転生王女のまったりのんびり!?異世界レシピ~婚約式はロマンスの始まりですか!?~
 これは父から皇帝への単なる社交辞令だ。必要以上に気にすることなんてない。

「我が国のために、努力を続けるのだぞ」
「はい、お父様」

 父がヴィオラに目を向けるのは〝役に立つ〟と判断した時だけ。それに気づいてしまったけれど、ヴィオラができることはなにもなかった。
 解散すると、リヒャルトはヴィオラを連れて満月宮の談話室へと移動した。
 タケルがひとり暇そうに、ソファに寝転がってなにやら本を読んでいる。

「タケル様、今日はお友達のところにはいかなかったのですか?」
「ああ、ヴィオラが心配だったからな」

 心配、とはどういうことだろうか。首をかしげていたら、タケルはひょいと跳ねるようにして身を起こす。

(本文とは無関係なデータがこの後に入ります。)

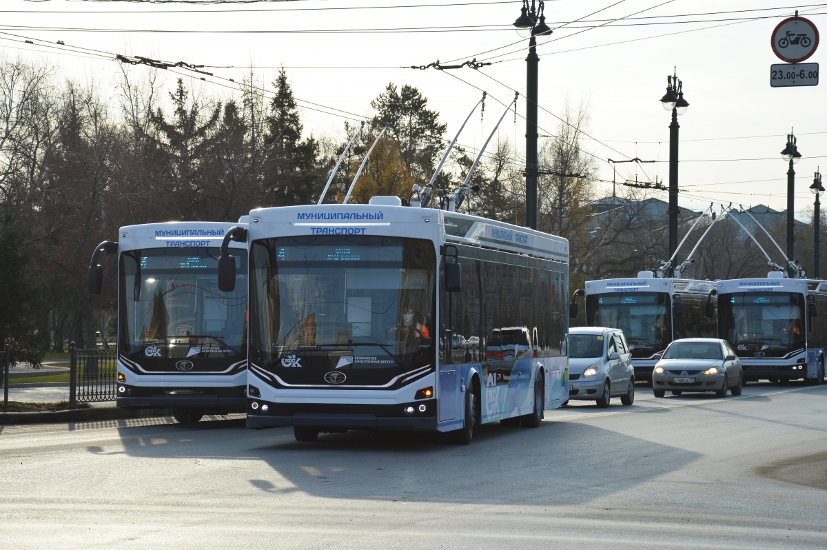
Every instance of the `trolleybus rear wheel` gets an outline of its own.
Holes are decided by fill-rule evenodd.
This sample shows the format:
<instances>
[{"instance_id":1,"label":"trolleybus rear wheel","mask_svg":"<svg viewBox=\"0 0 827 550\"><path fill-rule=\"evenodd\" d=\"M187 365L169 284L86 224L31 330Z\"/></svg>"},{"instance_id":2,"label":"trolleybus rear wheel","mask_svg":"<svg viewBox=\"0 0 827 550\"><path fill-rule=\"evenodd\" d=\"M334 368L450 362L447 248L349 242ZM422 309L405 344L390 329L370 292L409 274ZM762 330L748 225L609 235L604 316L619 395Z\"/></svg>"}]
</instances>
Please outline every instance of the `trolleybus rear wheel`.
<instances>
[{"instance_id":1,"label":"trolleybus rear wheel","mask_svg":"<svg viewBox=\"0 0 827 550\"><path fill-rule=\"evenodd\" d=\"M318 438L318 430L309 426L294 426L293 436L296 441L316 441Z\"/></svg>"},{"instance_id":2,"label":"trolleybus rear wheel","mask_svg":"<svg viewBox=\"0 0 827 550\"><path fill-rule=\"evenodd\" d=\"M534 380L534 409L531 414L521 417L523 425L526 428L539 428L543 423L543 376L538 375Z\"/></svg>"}]
</instances>

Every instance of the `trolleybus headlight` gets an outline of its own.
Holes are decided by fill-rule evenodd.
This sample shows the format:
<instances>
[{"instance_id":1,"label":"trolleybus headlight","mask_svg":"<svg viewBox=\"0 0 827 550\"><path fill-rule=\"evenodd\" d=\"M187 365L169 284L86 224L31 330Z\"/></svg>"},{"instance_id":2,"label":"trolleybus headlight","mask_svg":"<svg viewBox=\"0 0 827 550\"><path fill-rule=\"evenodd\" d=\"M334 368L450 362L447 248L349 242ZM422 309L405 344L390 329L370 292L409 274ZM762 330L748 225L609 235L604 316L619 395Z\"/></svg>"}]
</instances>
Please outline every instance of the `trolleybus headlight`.
<instances>
[{"instance_id":1,"label":"trolleybus headlight","mask_svg":"<svg viewBox=\"0 0 827 550\"><path fill-rule=\"evenodd\" d=\"M427 388L423 388L422 390L416 392L416 395L414 396L415 399L427 399L433 397L433 388L428 386Z\"/></svg>"},{"instance_id":2,"label":"trolleybus headlight","mask_svg":"<svg viewBox=\"0 0 827 550\"><path fill-rule=\"evenodd\" d=\"M600 367L597 365L592 365L586 371L583 371L583 378L588 378L589 376L595 376L598 372L600 371Z\"/></svg>"}]
</instances>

「ほら、ヴィオラは親といろいろあるだろ? だから……」
「そこまで心配してくれる必要もなかったんですよ。でも、ありがとうございます。緊張しちゃいました」

 タケルの前では、父やザーラと確執があることを見せないようにしていたつもりだった。タケルに余計な心配をさせたくなかったから。